Por ahora, a parte de los ciudadanos les ocurre algo parecido a lo que experimentó aquel personaje de la Cartuja de Parma, Fabrizio del Dongo, cuando atravesó la batalla de Waterloo sin saberlo. Quizás esos eruditos de 2030 o 2040 lleguen, entre otras, a la conclusión de que lo peor de esa nueva y siniestra etapa histórica española no fue el cortejo político de macarras, ladrones y fuleros que la recorrieron con cara de perdonavidas, sino la destrucción de los signos y símbolos que, hasta entonces, mal que bien, habían servido para interpretar la realidad. Si hace quince años Eric Hobsbawm alertó sobre el fenómeno de la desmemoria global, al que llamó «la destrucción del pasado», el historiador futuro tal vez advierta que este país había llegado más lejos y estaba dinamitando su presente en una especie de paroxismo furioso en el que las palabras y los hechos ya no contaban -literalmente- para nada.
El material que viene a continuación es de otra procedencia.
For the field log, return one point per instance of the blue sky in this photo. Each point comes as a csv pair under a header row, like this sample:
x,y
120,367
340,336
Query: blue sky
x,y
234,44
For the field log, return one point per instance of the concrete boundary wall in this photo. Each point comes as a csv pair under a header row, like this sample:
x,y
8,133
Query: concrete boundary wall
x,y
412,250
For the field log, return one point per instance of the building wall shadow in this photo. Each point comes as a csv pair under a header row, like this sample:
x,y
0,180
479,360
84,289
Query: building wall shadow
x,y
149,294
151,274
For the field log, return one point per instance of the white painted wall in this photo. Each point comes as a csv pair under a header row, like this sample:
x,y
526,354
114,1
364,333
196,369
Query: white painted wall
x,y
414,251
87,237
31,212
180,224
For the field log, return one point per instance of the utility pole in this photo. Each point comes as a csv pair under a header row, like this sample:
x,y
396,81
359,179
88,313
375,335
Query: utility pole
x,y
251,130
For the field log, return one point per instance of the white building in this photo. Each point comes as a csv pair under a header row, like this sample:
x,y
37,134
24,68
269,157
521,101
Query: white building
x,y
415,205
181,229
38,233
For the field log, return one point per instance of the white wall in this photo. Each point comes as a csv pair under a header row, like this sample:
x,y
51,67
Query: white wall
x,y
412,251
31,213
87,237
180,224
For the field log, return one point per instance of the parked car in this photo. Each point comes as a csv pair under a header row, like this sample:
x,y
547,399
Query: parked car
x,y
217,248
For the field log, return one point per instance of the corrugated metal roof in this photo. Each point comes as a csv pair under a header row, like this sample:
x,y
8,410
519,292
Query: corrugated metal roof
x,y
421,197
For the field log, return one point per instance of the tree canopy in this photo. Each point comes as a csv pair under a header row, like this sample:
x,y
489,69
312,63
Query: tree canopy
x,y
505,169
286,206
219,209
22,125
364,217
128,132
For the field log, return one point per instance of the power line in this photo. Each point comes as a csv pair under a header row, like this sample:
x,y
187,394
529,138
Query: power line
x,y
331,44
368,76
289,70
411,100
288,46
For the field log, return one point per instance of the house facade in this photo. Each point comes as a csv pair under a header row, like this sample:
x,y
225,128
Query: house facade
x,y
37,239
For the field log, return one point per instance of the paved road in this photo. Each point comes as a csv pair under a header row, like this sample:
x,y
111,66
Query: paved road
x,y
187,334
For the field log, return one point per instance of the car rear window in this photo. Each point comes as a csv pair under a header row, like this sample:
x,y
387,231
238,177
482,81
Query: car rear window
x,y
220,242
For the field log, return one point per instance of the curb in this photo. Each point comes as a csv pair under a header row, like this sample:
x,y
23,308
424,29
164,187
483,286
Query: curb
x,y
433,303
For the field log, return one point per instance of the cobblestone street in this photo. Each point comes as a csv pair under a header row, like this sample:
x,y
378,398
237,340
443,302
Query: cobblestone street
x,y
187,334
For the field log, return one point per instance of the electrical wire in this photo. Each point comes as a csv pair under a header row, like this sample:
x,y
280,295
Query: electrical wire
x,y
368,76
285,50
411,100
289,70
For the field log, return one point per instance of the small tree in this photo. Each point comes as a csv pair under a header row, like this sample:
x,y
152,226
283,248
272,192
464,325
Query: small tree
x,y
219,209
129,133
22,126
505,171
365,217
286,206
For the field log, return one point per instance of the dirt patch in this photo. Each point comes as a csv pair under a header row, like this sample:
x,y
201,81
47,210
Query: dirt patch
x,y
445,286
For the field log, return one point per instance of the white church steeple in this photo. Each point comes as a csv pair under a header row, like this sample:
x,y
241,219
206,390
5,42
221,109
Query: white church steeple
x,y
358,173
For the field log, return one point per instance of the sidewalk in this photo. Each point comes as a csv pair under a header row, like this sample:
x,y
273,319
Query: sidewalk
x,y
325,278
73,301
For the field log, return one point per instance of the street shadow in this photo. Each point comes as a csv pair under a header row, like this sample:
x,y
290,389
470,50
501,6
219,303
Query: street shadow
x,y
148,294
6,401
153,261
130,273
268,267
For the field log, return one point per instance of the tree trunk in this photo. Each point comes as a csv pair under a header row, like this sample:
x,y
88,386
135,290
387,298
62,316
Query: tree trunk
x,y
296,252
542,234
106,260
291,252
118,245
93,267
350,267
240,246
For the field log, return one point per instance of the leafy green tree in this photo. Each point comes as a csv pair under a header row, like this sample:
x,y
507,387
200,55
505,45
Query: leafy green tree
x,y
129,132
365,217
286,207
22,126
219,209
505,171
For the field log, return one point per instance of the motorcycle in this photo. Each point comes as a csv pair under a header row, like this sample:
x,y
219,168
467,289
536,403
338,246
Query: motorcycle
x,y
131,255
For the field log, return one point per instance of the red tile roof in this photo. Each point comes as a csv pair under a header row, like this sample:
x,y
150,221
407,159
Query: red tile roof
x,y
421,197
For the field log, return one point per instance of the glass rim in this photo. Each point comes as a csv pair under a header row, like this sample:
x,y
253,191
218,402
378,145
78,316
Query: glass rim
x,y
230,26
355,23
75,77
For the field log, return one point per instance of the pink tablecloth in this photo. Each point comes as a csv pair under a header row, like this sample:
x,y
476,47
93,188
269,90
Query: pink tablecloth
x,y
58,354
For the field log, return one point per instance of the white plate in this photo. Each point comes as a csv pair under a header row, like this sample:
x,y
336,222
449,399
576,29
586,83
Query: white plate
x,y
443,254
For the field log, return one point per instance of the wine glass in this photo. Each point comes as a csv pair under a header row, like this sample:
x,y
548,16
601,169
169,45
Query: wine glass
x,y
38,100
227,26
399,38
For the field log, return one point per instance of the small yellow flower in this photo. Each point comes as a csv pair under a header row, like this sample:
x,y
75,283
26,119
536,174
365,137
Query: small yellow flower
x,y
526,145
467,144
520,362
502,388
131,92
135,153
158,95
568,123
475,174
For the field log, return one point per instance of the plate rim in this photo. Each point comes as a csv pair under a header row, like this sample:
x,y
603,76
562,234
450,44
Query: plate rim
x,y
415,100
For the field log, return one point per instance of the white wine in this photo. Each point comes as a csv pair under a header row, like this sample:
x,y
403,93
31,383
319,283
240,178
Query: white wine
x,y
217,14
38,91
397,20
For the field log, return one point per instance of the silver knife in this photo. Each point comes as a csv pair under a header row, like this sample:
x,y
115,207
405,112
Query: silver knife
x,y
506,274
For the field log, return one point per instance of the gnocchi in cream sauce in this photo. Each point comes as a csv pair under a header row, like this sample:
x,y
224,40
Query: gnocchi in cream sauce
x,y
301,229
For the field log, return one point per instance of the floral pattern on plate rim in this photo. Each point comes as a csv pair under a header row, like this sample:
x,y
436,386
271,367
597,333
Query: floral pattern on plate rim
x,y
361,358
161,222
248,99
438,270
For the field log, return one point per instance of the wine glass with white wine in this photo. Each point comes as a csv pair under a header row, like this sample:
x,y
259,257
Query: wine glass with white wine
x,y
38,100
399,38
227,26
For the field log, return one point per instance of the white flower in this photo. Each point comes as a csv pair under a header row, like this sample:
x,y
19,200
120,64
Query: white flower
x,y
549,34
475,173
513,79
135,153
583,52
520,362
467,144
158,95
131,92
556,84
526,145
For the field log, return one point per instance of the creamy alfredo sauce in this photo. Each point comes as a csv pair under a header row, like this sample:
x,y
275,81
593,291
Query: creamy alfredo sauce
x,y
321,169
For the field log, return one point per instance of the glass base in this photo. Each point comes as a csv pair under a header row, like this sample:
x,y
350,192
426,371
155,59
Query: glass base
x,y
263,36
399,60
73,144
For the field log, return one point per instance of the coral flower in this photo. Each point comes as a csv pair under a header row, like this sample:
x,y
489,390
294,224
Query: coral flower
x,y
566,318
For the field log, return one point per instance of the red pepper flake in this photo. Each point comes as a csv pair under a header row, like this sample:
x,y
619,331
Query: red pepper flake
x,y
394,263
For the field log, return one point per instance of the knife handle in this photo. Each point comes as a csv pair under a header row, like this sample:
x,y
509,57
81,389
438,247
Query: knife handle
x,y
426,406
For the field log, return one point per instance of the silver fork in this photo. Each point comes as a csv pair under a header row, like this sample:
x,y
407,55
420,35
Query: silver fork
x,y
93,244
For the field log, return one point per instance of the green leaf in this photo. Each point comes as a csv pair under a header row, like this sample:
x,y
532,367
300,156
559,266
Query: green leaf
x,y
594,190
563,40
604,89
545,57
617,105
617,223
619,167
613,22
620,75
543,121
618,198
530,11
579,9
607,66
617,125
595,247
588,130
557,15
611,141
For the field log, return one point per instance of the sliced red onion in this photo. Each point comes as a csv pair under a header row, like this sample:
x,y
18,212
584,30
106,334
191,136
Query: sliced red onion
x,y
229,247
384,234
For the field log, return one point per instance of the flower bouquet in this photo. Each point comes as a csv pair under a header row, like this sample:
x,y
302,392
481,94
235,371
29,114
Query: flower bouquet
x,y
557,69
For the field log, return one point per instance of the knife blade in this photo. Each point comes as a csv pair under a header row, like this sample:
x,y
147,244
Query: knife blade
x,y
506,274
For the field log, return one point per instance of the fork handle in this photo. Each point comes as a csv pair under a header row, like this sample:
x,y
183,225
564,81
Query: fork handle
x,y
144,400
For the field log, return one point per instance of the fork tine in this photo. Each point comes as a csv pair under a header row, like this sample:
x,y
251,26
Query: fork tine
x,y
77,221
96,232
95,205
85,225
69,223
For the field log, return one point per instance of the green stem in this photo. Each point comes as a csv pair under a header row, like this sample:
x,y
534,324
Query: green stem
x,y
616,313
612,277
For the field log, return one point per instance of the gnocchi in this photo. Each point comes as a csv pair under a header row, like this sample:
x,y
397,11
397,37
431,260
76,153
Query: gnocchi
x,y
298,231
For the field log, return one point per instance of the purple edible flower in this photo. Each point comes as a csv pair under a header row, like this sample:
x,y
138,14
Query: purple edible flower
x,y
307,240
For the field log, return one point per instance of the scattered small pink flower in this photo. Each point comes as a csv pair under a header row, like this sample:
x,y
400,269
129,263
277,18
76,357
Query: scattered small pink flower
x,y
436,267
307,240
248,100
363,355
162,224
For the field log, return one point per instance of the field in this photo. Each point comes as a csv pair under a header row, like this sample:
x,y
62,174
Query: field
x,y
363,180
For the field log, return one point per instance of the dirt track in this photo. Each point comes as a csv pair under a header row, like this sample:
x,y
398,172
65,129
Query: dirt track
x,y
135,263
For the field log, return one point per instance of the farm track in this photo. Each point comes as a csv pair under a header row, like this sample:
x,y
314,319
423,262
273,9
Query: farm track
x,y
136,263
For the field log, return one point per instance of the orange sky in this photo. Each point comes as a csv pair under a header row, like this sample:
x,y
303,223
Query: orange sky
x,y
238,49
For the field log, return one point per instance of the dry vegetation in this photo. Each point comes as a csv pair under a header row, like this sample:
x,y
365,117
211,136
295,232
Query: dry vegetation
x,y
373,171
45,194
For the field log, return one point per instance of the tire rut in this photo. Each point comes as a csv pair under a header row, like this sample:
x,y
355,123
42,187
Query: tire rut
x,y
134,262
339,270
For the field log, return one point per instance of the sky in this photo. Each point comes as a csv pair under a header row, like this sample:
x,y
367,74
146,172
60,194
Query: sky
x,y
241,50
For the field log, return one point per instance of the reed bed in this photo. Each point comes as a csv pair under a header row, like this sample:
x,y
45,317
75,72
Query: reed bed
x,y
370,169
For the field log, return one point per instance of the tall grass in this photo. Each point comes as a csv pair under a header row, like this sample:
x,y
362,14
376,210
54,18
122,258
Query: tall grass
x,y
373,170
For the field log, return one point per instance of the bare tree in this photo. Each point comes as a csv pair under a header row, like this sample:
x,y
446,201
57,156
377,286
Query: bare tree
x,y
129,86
Lo estamos viendo a diario desde hace demasiado tiempo: contra toda evidencia los sinvergüenzas se ríen a carcajadas; los investigados sacan pecho y piden respeto con el aire de quien amaga un sopapo; y hasta quienes van al trullo después de mucho papeleo ven en ese lapso a la sombra unas saludables vacaciones en las que, sin perder estatus, pierden peso. Los moralistas e indignados parecen iluminados, gente de otra época empeñada en recordar reglas básicas de conducta y convivencia social a la luz de cierta tradición ilustrada que defienden como si aún significasen algo. Los viejos partidos se encastillan en sus destrozadas fortalezas y se expresan en un lenguaje esotérico, como oráculos; los nuevos, se instalan en el gatopardismo o en batallas internas de niños góticos; pelanas que, en la vida real, estarían haciendo recados viven del erario y hablan de valores. La prensa inteligente y crítica es residual, y el resto, amarilla o un pasatiempo televisivo. En ese panorama alucinante -se dirá el historiador futuro- era normal que Rita Barberá, tras renunciar a soltar su acta de senadora, emitiese un comunicado que termina así: «Yo seguiré trabajando con más fuerza si cabe por mi tierra, que es más que Valencia, porque es España. Esa España democrática, libre y constitucional que la mayoría deseamos». Esa paráfrasis de «Suspiros de España» representa el vacío sobre el que se funda la defensa de la brutal irresponsabilidad política del PP, en la que las evidencias y los indicios racionales son sustituidos por el espíritu autocrítico de las coplas de Conchita Piquer y el flamenquismo arrebatado de Lola Puñales. Ay mi tierra querida, mi Valencia, mi España, en mis entrañas os llevo. Pero luego resulta que Barberá no sabe hablar en valenciano sin hacer el ridículo ni pensar en castellano sin destrozar la cordura. El problema no es Barberá sino las pulsiones de la España profunda que han sido transmitidas como ideología en un partido sin ideología que casi siempre, como decía Machado, embiste cuando se digna usar de la cabeza. ¿Y por qué no? Todavía cuenta con un amplio remanente de impunidad, con el síndrome Fabrizio del Dongo y con la grandeza de España, que también es suya.